Cherry Pink: A Short History of Hanami

The night is cool, but warm enough to feel that the country has shaken off winter’s chill and that spring is well and truly here. Under the frothy waves of blossoms the air is festive, bursting with the sounds of conversation, the tipsy laughter of other picnickers, and occasional bursts of song. Above, the trees are white as sea foam, flood-lit and magical. In the daytime, there will be groups of coiffed women in seasonal kimono, teenagers in school uniforms, retired camera hobbyists with expensive tripods supporting impressive lenses, and often a single black-suited business man, the most junior in the office, holding down a blue tarp for the annual office cherry blossom party. But the night belongs to revelers.

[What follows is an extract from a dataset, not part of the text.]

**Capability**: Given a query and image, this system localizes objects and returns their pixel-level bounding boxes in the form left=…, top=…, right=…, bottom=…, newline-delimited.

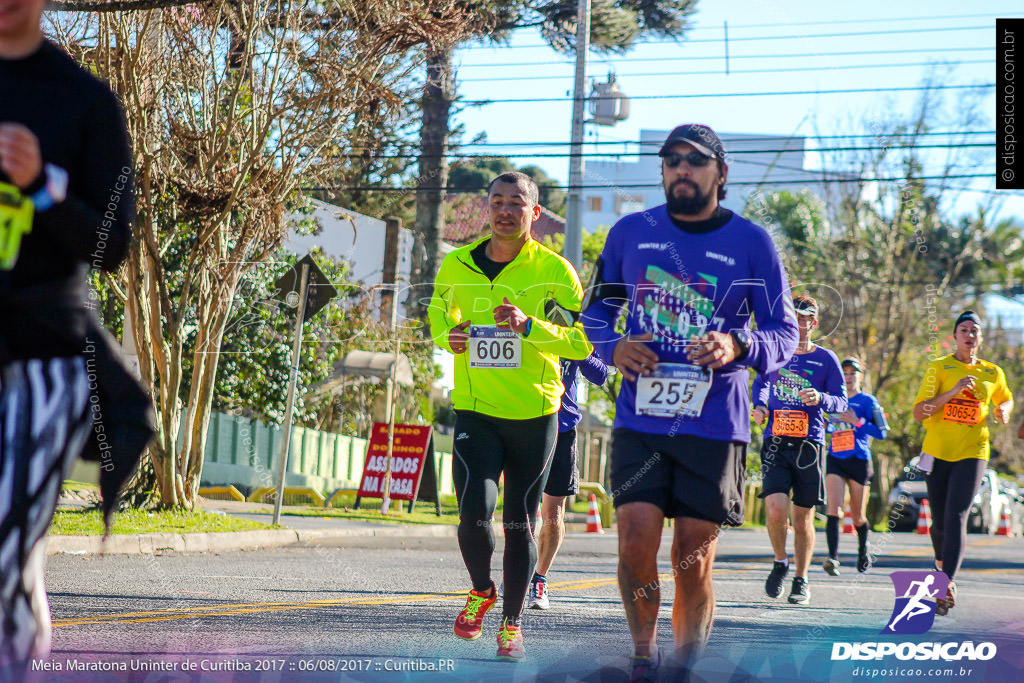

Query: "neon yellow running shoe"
left=455, top=582, right=498, bottom=640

Few things are as quintessentially Japanese as the cherry blossoms. A heavy proportion of tourist posters and travel sites feature Mount Fuji with a spray of blooming sakura framing the iconic mountain’s snowy peak, or Kyoto’s most famous temples backed by the lacy pink and white flowers. Blossom viewing – hanami in Japanese – is also one of Japan’s most baffling contradictions for any casual visitor: you come expecting refined parties of kimono-clad sake-sippers, and find instead rowdy groups of partiers singing into portable karaoke machines beneath the trees. For the Japanese, this revelry doesn’t really contradict the nature of the flowers – long thought of as a symbol of life’s brevity – and for a short week each spring (two, if the weather is right and the flowers hold) the whole country kicks back in a celebration of the season, the beginning of the school year, and the start of a new year of business.
Hanami has been part of Japanese culture for as long as the culture of Japan has been recognizably “Japanese,” and alcohol has been caught up in the equation from the beginning. In the Nara period (AD 710–794), the nobility took special pleasure in picnicking and sipping drinks in blossoming orchards of ume plums, taking up the recently imported Chinese tradition as eagerly as they adopted writing, Buddhism, and sake itself.
Some time in the Heian period (794–1185), something changed. An ume tree in the imperial palace’s temple garden was replaced by a sakura, and cherry blossoms began to supplant plum in the short poetry so fashionable at the court. At the time Murasaki Shikibu (c.973 – c.1014) was penning the Tale of Genji, the word “blossom” (hana) had become synonymous with sakura, and in poetry the short-lived flowers often alluded to the transient nature of human life.

As time passed, courtly pastimes and traditions spread out from the imperial palace and into the larger world of samurai society at the capital. Enjoying the ephemeral blossoms appealed to a warrior culture that both valued quiet contemplation of the beauty in everyday objects and understood all too well the fleeting nature of life in this world.
Samurai culture, spreading throughout the Japanese archipelago during the Kamakura (1185–1333) and Muromachi periods (1336–1573), took the tradition of blossom viewing to the Kansai region, but it wasn’t until the Edo era (1603–1868) that the custom of hanami became popular with society as a whole.

In the shogun’s capital at Edo, the yearly spring tradition flourished. The third Tokugawa shogun, Iemitsu, planted trees at Ueno’s Kaneiji Temple; the fourth, Ietsuna, began the planting of sakura along the banks of the Sumida river. The eighth shogun, Yoshimune, better known for his financial reforms and for relaxing a long-standing ban on foreign literature, was also serious about planting cherry trees. The stand of sakura he planted at Asukayama Park in Tokyo is still a famous spot for hanami today.
Though many trees planted around daimyo’s residences were lost during the reforms of the Meiji Restoration (1867), during the Meiji period itself the hardy but beautiful somei yoshino variety caught the public imagination. So pale as to be almost white, the somei yoshino blooms early, and – with support from the weeping shidarezakura and the later, pink-petaled yaezakura – are the real face of Japanese hanami.

These days, the “cherry blossom front” (sakura zensen) is tracked by weather networks and followed closely by a nation eager for an excuse to relax and revel in the warmth of a new season. As a wave of palest pink sweeps over the country from south to north and lowland to highland, the whole country unpacks tarps, sake bottles, portable karaoke machines, and occasionally seasonal kimono, to celebrate the blossoms, warm weather, and the transitory nature of things by simply reveling in the here and now.